After shrugging off the first signs of blatant protectionism, the markets have begun to focus on the battle between inflation and deflation. The good v. evil debate was reignited when BoE governor King suggested that reserve hoarding at banks was hindering QE. Moreover, he was concerned that if the banks do not lend then a deflationary spiral may take hold.

However, to date the data does not support his fears. The UK National Statistics office released several measures of CPI and on a monthly basis, August CPI was up 1.6% v. 1.8% previous. While below the traditional 2% target zone, the gauge is far from showing deflation.

King’s argument is based on the output gap, or the difference between what the economy is capable of producing and what it is producing. King, along with virtually every other central banker, believes that the slack in the economy will keep inflation rates low. We have long agreed with this view. The flaw in our collective thinking is that relying on past estimates of the potential for current economic production assumes the world economies are functioning normally.

The trillion dollar question is how much damage has the credit crisis done to the output of the global economy. A large part of global GDP is comprised of financial services, which of course has been severely hobbled. Additionally, financial services serve as the mechanism to distribute capital efficiently. Clearly a broken financial system will leave capital stranded and/or hoarded.

This hoarding is occurring across the globe, but most notably in the UK and in the US. Both King and Bernanke have suggested that the next step for monetary policy is to reduce the amount of excess reserves held at banks.

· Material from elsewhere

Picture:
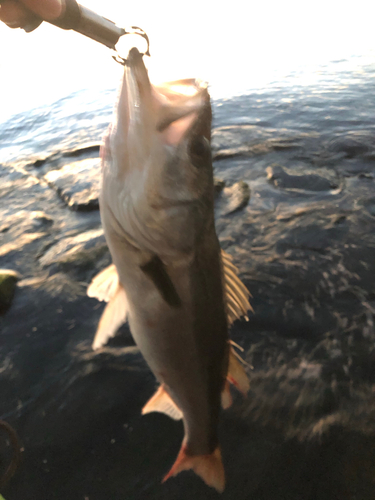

The most popular way to accomplish this has been called the “Swedish Model.” Sadly this model is less exciting than the name implies.

In July, the Swedish Riksbank decided to charge banks 0.25% on excess reserves. The goal of the program was to get banks lending once again. Now this model is being contemplated on both sides of the pond . The question now shifts toward the inflationary impact of the Swedish model.

Governor King seems to believe that an inflation rate below 2% has deflationary implications and suggested that the BoE may indeed take action; on this news the Pound has been weak.

In a sublime bit of carefully planned serendipity, the US PPI was reported after the UK inflation report. The report showed that higher energy costs contributed to higher producer prices. Energy costs climbed 8% and gasoline specifically surged 23%. The result of the increase in crude oil and gasoline was a significant jump in the cost of crude goods for further production. The rise in crude goods means inflation is in the US pipeline.

Certainly Governor King is a well educated, astute central banker and must have access to crude oil prices. Therefore we can safely assume he is aware of rising oil prices. So why then is the Governor so concerned about deflation?

It is our hypothesis that rising oil prices will act as an automatic stabilizer for inflation. We can see evidence of this phenomenon in the retail sales report.
gas sales Sept 15

As gasoline prices rise, sales at gas stations do not rise as much, implying higher gas prices cause consumers to cut back. It is this self regulating economic development that could keep inflation in check as producers will be unable to pass along price increases.
Rising oil prices will act as a brake on economic activity and it this “brake” that the bond market could be anticipating.

Despite rising oil prices and the prospect of a robust economic recovery, bond prices have been rising causing bond yields to fall.
Curiously, as oil prices have retreated over the last several days, bond prices have followed. The implication of this move is that, counter-intuitively, bond investors see rising oil prices as an economic drag.